To employ the RMA normalization approach in M3D, all expression profiles for a particular array design (e.g. the E. coli Antisense 2 array) are collected, uniformly normalized and deposited as a ‘build’. Periodically, we add new expression profiles for a particular array design, renormalize all data, and release a new ‘build’. This ensures that all experiments in any build are uniformly normalized and comparable across conditions. The renormalization process may result in small changes in the expression values of all profiles. Thus, all builds are labeled with a version number that references the underlying mysql schema of the database and a build number that denotes the particular set of microarray data (e.g. E_coli_v3_Build_2 uses mysql schema version 3 and is the second compendium built for E. coli). Builds are maintained in perpetuity. This system, like the build system used by the human genome assembly, allows computational researchers to specify the exact dataset used for a particular analysis.
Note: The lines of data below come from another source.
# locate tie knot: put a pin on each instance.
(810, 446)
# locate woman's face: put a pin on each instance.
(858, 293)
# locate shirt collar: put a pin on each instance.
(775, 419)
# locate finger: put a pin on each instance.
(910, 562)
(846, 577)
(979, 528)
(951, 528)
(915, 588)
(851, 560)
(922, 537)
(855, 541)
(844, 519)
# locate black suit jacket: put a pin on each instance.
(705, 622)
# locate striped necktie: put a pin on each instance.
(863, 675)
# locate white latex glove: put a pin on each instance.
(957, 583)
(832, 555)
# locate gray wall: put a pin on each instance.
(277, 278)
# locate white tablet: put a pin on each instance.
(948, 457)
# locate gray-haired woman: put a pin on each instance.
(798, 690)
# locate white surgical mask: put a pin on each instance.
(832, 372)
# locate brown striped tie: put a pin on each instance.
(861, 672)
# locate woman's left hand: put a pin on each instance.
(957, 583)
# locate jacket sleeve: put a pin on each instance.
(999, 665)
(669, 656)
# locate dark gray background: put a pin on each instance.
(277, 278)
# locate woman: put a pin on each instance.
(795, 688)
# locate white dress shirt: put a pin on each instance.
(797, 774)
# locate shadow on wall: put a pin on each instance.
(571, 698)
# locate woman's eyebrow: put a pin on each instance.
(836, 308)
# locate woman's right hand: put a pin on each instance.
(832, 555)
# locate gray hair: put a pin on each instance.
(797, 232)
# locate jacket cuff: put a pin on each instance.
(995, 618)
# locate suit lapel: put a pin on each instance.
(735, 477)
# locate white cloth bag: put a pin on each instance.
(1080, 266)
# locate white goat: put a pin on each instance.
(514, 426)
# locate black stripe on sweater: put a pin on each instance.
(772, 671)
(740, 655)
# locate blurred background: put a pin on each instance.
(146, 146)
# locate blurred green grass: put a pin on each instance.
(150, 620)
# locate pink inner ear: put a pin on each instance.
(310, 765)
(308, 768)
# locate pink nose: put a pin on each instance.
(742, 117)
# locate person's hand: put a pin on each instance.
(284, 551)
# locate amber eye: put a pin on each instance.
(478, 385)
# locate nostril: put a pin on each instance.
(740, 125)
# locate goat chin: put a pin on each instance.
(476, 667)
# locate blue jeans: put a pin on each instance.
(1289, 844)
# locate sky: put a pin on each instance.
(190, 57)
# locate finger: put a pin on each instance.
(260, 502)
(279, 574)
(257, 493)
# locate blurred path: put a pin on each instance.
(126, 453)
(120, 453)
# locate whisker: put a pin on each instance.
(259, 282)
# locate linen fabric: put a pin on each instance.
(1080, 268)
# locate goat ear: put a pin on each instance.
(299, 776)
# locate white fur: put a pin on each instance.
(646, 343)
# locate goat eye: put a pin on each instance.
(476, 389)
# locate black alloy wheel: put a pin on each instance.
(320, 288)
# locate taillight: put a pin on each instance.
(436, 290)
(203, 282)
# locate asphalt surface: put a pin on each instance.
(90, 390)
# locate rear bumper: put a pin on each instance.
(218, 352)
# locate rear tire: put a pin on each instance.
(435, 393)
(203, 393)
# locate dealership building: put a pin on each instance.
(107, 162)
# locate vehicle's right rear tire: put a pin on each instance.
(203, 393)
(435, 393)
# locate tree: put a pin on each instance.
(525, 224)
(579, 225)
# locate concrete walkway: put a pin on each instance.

CURATED, COMPUTABLE EXPERIMENTAL METADATA
The experimental condition information underlying each microarray sample is the most under-utilized aspect of compendia collected from multiple disparate sources. In scientific language there are typically multiple units that can be used to describe a particular aspect of an experiment. For example, the amount of glucose added to a media can be described in weight/volume, as a percent solution, or using molarity. To promote large-scale analyses of the relationship between experimental conditions and the expression values of each gene, we provide the quantitative and qualitative features of each experimental condition cataloged in a consistent framework suitable for computation. We use human curation to convert the condition metadata in each publication into consistent units and naming conventions, and we use computer validation to provide data integrity.
BULK DOWNLOADS
To facilitate large-scale computational analyses of compendium data, we provide bulk downloads of the normalized expression data in M3D. For each build, we provide separate files containing normalized data for all genes, all genes + intergenic regions, and all genes + intergenic regions + control probes. We also provide flat files containing the gene names, probe set names and curated experimental condition information. In addition, we provide the raw CEL files as a tar archive for researchers interested in using or developing other normalization methods.
ONLINE ANALYSIS, VISUALIZATION AND CUSTOM DATA DOWNLOADS
For more targeted analysis and data exploration, M3D allows the flexible construction, visualization and download of custom datasets. Users can select any subset of the experiments in M3D using checkboxes or by selecting ‘projects’ that represent larger groups of experiments (typically a project is the set of microarrays available in a single publication). Similarly, users can choose a subset of genes by typing or uploading a list of gene and/or probe names. Genes can also be selected by differential expression as measured by t-test, z-test or fold change (e.g. choose all genes with a significant expression change between experiments A,C,E versus B,D,F,G as measured by a t-test with a user-chosen significance threshold).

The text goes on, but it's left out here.